People on Lagonav are starving—there is an annual 6 month drought. We have organic gardens and breakfast program in the Matènwa school because children can’t learn if they are hungry. WBO provided seed, fencing, and rain catchment systems two years in a row, which enabled many Matènwa families to develop organic vegetable gardens at home. The third time WBO provided funding as part of an even bigger program that distributed seed and catchment systems to 60 families from 10 other schools. We are currently training 25 new schools in our network to develop sustainable organic vegetable gardens. The families of these 25 schools are eager to start gardens because of the examples they have seen, thanks to WBO’s willingness to believe and invest in Matènwa’s development dreams.

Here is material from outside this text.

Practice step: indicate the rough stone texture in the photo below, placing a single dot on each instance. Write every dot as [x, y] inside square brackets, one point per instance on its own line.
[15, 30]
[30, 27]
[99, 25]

Is there any particular project WaterBridge Outreach: Books + Water has been involved in that you’re particularly proud of?
I wouldn’t say there is any one project that I’m most proud of as each project is unique in its own way. To see a photo of a child drinking purified water for the first time, to see a lady standing at a hand pump and know that she no longer has to walk miles each day for water, to see a teenage girl standing in front of her school washroom and know that she is able to continue her schooling and not have to defecate in an open field, to see children holding a book in their hands – each of these images speak volumes to me and drives home the importance of our work.
However I will admit that I do have a particular fondness for mobile libraries since hearing Luis Soriano speak at the 2011 Asian Festival of Children’s Content and watching his documentary Biblioburro: The Donkey Library. Luis operates the Biblioburro, a traveling library that distributes books to children from the backs of two donkeys in La Gloria, Columbia. His story is told in several award winning picture books (Biblioburro: A True Story from Colombia by Jeanette Winter and Waiting for the Bilbioburro by Monica Brown) which are must reads for children and adults alike!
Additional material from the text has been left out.